Bruno Ivo Ribeiro (*)
Por vezes é mais fácil ser louco no meio da loucura, do que ser normal no meio de tantos por enlouquecer. Isto porque a loucura é um estado, e a normalidade uma aparência.
Quero adormecer na chuva. Quero-me deitar no cadafalso e fazer dele um berço.
Quero deitar-me nas cordas, e recostar-me nas poças.
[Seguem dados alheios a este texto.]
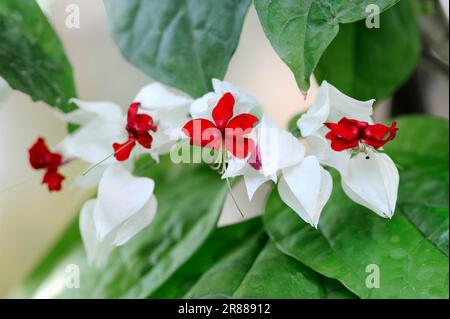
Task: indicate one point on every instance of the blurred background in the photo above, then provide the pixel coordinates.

Quero deitar-me!
Quero deitar-me minimalista e solitário nas tábuas maltratadas pelo tempo e pelos Homens.
Quero enrolar-me nas cordas para me aquecer, e torná-las os lençóis de seda brancos desta cama que improviso.
Quero espreitar pelas tábuas o chão, e saber que acima dele estou eu, ali bem rente e tão distante, ali tão perto e tão obstante, aqui tão deitado e já tão flagrante.
Quero esteirar o corpo absorto no corrimento da minha mente, e quero ao esticar um pé poder tocar uma ponta do mundo.
Ser o meu pé todo o meu corpo, ou uma amatividade deste corpo todo que descansa à chuva.
Sentir cada gota inconstante, e saborear o presente.
Esticar um braço e com ele agarrar um outro polo longínquo. Abrir os dois braços rumo ao Todo e ao Nada deste mundo e do próximo, e sentir a chuva cruzando nas costas, escorrendo pelos ribeiros vertebrais até por fim quando ao toque encontrado com o peito, se juntarem e pingarem sobre as tábuas, e consequentemente sobre o chão de aqui.
Tonificar os músculos vacilantes, e renovar o esforço na ânsia amarga de tocar os extremos e extremar o próprio corpo que se deita.
Ter a madeira como colchão, as cordas como prisão e lençóis, e ser o meu cabelo molhado o meu próprio rosto na sua plenitude, e mais a almofada onde recostarei de novo mais tarde mirando o céu longe e as estrelas que se aproximam.
A metro e meio do chão, mas a biliões de metros da Terra inteira.
Sentir o transpirar da madeira, motivado pelo suco que cai sem remorsos das nuvens, e rebentar a linhaça das cordas que me apertam e apartam pelas partes do globo.
Tenho o sentimento adjacente, e tenho o coração exangue.
Estou deitado, deitado como nunca podia estar. Deitado neste cadafalso onde descobri. Que afinal a poética mente tanto, como quanta a verdade e a vontade que quero o poeta expressar por ser quem é.
A cada gota, uma gota um mim. Cada poça um mar dentro. A corda é o pensamento que agora é livre e disperso. O cadafalso a Terra inteira, e toda a Terra, era toda a minha força!